From my experience, the lowly primer is not a forgotten item in the checklist during engine problems. The memorized emergency checklist for any aircraft with a primer is a flow that includes the primer. Even with aircraft where the primer functions correctly, it doesn’t mean the pilot will always properly engage it so it must be part of that flow if engine problems arise: “IN AND LOCKED.”
Yes – the popular C172P is a perfect example. The first three items are carb heat, fuel selector both, and mixture rich. All three of those items are near the throttle which may give the message that everything associated with the power has been checked. But there are two more items and the pilot must cross over the control wheel to check them – mags both and primer in and locked. I like to practice the flow and remember that there are five items to check. In many of the engine failure accident reports we see, the pilot reports what items were checked but it didn’t include all of the items on the checklist, and that made the difference.
I had a flight in a Cherokee 140 that was a different learning experience.
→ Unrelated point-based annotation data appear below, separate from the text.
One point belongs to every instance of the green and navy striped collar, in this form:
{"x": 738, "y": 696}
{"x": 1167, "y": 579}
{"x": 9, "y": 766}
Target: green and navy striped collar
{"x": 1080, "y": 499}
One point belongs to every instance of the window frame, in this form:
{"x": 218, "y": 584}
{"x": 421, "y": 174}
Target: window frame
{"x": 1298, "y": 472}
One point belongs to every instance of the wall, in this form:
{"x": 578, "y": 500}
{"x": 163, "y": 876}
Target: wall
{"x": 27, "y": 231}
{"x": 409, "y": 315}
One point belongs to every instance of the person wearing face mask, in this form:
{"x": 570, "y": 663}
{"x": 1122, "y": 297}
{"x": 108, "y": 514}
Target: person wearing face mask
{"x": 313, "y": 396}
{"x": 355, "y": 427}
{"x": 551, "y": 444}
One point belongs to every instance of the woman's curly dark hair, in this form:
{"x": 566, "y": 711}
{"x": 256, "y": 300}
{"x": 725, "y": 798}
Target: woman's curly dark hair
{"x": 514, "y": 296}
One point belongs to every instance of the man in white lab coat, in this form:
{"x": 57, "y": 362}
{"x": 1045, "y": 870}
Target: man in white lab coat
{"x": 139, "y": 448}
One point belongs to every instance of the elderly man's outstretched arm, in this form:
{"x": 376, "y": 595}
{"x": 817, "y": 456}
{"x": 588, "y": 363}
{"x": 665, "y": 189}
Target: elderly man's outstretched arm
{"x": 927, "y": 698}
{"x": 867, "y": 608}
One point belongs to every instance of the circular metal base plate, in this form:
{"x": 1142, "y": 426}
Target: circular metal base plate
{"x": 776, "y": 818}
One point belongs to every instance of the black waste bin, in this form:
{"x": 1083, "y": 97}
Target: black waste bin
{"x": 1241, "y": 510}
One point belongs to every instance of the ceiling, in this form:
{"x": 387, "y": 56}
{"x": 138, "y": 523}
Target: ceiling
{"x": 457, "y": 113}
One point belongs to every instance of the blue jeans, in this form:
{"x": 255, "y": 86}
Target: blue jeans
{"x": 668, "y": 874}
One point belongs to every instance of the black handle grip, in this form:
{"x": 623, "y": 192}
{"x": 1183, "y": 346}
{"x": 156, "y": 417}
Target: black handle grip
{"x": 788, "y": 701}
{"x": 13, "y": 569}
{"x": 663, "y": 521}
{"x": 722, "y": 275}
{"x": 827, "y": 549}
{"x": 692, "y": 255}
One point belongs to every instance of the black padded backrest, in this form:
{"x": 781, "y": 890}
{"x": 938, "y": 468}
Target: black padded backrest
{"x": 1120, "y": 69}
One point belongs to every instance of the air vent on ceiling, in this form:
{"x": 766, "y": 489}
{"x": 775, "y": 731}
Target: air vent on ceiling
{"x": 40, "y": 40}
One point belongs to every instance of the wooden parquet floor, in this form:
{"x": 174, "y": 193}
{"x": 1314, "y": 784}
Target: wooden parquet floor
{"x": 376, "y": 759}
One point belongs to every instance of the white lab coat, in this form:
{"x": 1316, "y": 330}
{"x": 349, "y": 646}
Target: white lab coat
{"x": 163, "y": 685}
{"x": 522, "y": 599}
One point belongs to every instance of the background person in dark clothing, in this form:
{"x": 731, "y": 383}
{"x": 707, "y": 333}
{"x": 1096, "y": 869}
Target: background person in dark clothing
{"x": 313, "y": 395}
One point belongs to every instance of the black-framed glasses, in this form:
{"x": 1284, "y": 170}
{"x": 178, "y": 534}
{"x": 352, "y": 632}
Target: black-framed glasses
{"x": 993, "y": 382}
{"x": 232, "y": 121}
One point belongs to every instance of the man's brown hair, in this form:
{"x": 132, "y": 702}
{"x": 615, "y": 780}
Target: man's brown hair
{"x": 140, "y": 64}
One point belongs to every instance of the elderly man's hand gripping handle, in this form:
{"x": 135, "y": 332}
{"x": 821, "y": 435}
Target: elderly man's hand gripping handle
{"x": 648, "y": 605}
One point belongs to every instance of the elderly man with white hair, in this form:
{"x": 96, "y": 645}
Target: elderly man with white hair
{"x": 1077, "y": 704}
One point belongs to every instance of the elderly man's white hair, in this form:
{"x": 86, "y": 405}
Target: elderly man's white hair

The primer on those models don’t extend out very much. On one flight the engine would run rough at lower power settings but normally when power was increased. That was reported and the mechanic noticed we hadn’t locked the primer. Probably the small amount it traveled when pulled out had something to do with it, but bottom line, it apparently wasn’t pulled to verify it was in and locked after priming.
It should be mentioned that at the far end of the primer shaft/piston are 2 o-rings that shut off the outlet port when the knob is rotated in the lock channel. These wear too and should be inspected after some time. If the o-rings fail, the fuel can still flow to the primer orifices and cause a rich mixture on the affected cylinders.
When I push my primer all the way in, the last 1/2 inch is a bit stiffer, indicating that the o-rings are shutting off the fuel outlet.
The primer should be part of the annual inspection.